Bunlardan biri kaldırıldı mı diğeri de kaldırılır.”[2]
Ebu Hureyre radiyallahu anh’den:
Rasûlullah sallallahu aleyhi ve sellem şöyle buyurdu:
“İman altmış küsur veya yetmiş
küsur şubedir. En üstünü “Lâ ilahe illallah (Allah’tan başka ibadete layık hak
ilah yoktur)” sözü, en düşüğü yoldan eziyet veren bir şeyi kaldırmaktır. Hayâ
da imandan bir şubedir.”[3]
Ragıb el-İsfehânî rahimehullah
şöyle demiştir: “Hayâ; nefsin her türlü çirkinlikten çekinmesi olup, insanın
temel özelliklerinden biridir. Hayâ ilk olarak temyiz (ayırt etme) gücünün
gelişmeye başladığı çocukluk çağında görülür. Allah Teâlâ hayâ duygusunu
insanlar için caydırıcı bir güç olarak yaratmıştır. İnsan, bu caydırıcı güç
sayesinde şehvetin yöneleceği çirkin davranışlardan uzak duracak ve hayvan
düzeyine inmekten kurtulacaktır.Hayâ, korku ve iffet duygularının karışımından
oluşur. Bu nedenledir ki, hayâ sahibi fâsık olmadığı gibi, fâsık da hayâ sahibi
olamaz. Çünkü iffet ve fısk insanda bir araya gelmez. Gözüpek birinin hayâ sahibi
olması da az görülen bir durumdur. Çünkü hayânın değişmez esası olan korku,
yiğitlik ve gözüpeklik ile genelde bir arada bulunmaz. Bu ikisinin birlikteliği
sık görülemediği için şairler yiğitlik ve hayâyı birlikte övmeyi tercih etmişlerdir…
Hayâ ile çekingenlik
kastedildiğinde yalnız gençler için bir övgü sayılır. Çirkin fiillerden uzak
durma kastedildiğinde genç yaşlı herkes için bir övgü olarak kullanılır.”[4]

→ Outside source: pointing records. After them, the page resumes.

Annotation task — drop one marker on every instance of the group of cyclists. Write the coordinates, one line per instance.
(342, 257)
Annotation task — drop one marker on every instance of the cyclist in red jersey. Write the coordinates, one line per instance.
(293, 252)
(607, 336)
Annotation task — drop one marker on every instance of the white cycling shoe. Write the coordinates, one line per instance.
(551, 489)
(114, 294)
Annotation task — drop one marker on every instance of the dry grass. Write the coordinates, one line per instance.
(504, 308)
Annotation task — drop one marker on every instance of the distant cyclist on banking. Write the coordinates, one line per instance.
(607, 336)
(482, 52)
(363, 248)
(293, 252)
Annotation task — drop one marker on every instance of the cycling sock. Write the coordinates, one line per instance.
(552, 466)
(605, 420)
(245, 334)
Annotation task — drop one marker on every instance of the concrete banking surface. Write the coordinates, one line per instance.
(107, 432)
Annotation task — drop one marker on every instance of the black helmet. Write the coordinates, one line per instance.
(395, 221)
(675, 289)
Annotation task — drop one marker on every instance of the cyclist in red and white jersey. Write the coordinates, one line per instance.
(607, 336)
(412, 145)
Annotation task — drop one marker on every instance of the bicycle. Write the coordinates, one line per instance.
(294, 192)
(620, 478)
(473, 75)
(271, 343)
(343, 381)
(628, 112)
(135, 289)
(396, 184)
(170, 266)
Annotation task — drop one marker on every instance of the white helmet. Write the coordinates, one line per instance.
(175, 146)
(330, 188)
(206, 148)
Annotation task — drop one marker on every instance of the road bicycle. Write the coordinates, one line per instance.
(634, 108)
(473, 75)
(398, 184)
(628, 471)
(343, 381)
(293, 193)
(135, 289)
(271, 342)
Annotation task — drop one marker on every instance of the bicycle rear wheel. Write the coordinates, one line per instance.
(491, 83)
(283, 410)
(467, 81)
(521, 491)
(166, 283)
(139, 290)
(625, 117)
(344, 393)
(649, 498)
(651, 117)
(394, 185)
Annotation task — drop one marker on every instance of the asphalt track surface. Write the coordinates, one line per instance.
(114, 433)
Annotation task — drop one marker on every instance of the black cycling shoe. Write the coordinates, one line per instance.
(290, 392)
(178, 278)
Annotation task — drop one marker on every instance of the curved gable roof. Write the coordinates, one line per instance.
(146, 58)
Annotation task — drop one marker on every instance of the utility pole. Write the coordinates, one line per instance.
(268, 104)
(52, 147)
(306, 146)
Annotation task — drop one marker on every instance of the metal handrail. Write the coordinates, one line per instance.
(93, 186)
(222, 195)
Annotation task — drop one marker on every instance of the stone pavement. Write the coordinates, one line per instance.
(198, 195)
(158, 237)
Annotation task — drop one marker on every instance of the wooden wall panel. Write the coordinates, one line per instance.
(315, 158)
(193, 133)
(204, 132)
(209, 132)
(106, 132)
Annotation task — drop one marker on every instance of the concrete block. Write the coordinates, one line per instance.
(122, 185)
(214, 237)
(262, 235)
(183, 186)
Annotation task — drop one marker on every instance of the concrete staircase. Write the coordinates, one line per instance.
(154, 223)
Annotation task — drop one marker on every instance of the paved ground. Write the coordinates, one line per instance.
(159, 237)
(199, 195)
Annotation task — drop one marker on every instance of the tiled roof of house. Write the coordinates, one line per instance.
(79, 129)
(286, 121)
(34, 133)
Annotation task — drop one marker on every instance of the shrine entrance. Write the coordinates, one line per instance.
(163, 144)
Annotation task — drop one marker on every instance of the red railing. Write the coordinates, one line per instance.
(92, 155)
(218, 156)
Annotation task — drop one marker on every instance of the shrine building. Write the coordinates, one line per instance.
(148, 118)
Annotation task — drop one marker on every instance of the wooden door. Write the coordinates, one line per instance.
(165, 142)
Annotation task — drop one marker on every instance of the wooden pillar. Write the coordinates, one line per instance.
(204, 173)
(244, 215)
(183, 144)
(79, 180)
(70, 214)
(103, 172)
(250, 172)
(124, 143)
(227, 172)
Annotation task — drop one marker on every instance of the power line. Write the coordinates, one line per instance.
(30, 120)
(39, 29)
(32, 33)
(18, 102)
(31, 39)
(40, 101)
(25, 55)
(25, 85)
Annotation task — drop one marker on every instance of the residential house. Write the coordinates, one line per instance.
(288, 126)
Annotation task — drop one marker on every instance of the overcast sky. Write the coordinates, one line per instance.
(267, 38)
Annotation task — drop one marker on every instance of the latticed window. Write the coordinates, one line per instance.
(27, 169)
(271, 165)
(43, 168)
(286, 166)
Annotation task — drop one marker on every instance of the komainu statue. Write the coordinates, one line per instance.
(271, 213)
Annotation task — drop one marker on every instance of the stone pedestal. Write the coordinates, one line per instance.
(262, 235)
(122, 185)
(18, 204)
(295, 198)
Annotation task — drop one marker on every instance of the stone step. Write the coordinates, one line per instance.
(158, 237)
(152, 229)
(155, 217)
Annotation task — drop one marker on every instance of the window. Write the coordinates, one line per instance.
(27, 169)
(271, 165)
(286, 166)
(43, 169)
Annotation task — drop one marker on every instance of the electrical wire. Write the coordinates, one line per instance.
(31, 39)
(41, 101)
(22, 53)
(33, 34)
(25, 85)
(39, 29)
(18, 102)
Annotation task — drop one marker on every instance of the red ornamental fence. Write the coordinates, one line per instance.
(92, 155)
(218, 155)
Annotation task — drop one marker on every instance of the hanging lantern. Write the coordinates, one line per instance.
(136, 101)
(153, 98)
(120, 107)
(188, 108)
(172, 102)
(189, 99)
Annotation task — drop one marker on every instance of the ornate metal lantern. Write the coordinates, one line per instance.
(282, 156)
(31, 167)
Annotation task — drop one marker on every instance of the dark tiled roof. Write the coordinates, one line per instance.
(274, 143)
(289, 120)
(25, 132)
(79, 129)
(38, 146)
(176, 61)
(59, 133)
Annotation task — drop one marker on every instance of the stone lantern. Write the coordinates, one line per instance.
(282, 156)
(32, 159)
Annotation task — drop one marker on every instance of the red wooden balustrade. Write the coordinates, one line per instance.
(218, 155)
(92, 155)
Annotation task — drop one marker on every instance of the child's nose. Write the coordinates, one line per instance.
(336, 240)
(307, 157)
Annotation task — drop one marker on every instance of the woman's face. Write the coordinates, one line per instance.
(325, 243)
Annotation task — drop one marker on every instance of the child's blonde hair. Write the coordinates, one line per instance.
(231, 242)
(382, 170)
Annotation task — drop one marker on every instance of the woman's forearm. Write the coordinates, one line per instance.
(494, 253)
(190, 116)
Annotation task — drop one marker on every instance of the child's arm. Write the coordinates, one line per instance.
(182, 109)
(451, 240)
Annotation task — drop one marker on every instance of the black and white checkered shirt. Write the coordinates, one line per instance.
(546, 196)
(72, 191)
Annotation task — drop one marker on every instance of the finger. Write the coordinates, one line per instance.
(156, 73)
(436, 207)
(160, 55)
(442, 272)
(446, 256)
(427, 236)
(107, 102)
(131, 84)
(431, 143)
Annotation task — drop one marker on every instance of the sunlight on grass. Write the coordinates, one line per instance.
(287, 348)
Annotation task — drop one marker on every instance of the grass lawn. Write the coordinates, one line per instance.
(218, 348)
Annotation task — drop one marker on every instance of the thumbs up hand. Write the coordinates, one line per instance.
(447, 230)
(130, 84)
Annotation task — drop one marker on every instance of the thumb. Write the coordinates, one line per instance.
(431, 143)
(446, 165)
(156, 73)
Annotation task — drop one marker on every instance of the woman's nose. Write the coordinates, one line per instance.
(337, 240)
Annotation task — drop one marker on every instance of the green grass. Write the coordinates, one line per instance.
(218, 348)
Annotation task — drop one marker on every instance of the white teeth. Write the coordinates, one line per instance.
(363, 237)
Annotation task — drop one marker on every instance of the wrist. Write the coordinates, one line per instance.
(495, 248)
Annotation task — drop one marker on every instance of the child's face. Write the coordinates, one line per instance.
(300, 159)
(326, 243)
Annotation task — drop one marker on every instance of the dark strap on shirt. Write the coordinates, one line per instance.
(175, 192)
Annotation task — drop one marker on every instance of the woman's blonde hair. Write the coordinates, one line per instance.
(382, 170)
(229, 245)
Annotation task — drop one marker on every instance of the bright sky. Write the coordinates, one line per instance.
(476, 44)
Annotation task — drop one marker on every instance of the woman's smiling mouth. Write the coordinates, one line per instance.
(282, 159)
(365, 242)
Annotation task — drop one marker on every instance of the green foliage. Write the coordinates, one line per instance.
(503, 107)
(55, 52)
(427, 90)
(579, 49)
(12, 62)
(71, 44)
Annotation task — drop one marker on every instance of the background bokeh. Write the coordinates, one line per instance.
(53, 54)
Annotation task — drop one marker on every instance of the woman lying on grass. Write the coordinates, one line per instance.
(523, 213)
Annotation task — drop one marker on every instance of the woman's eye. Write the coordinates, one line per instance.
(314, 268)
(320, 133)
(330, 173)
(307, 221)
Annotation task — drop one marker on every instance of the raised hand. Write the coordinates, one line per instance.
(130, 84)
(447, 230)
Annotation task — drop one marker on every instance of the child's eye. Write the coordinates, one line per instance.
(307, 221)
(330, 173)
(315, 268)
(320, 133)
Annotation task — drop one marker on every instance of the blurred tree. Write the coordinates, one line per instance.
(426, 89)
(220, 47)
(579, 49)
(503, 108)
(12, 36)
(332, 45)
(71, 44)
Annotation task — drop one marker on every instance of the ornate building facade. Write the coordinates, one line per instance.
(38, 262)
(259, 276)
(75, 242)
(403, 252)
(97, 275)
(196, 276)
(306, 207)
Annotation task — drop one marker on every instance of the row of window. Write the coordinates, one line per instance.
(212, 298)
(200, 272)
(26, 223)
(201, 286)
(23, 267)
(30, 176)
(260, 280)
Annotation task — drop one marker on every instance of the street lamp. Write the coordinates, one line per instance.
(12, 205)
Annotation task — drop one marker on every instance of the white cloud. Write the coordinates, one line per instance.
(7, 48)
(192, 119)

“Arsızlık (vekâhet) ise her dilde
kınanmış bir davranış olup, kişinin insanlığından sıyrılmasıdır. Arsızlık,
kişinin çirkin davranışa alışmasıdır…
Hayâ duygusunu kazanma yollarına
gelince, deriz ki: Kişi kötü bir şey yapmaya yeltendiğinde hemen değer verdiği
birini aklına getirmeli ve onu görür gibi olmalıdır. Kişi, değer verdiği
kimselerden her zaman çekinir. Hayvanlardan ve çocuklardan çekinmediği gibi,
temyiz gücüne sahip olmayan hastalardan da çekinmez. Cahile göre, âlimden, bir
kişiye göre kalabalıktan daha çok çekinir. İnsanın hayâ ettiği varlıklar;
birincisi insanlar ki, en çok onlardan hayâ edilir. İkincisi kişinin
kendisidir. Üçüncüsü de Allah Teâlâ’dır.
İnsanlardan hayâ etmesine rağmen
kendisinden hayâ etmeyen bir kimse, kendine değer vermeyen biridir. Her
ikisinden de hayâ etmesine rağmen Allah Teâlâ’dan hayâ etmeyen kimse, O’nu
hakkıyla bilmeyen biridir. Çünkü Allah Teâlâ’yı hakkıyla bilerek yücelten kişi,
gizli yaptığı her işi görüp işittiğini bilerek O’nu kızdırmaktan çekinir. Allah
Teâlâ’yı bilmeyen biri, O’nu nasıl yüceltebilir ve gizli açık herşeyinde O’nun
haberdar olduğunu nasıl düşünebilir?!”[5]
Ragıb el-İsfehani’nin insanlardan
hayâ etmek hakkında söylediklerine şu ayet delâlet eder:
“And olsun kadın onu
arzulamıştı eğer rabbinin kesin burhanını görmeseydi, o da onu arzulayacaktı.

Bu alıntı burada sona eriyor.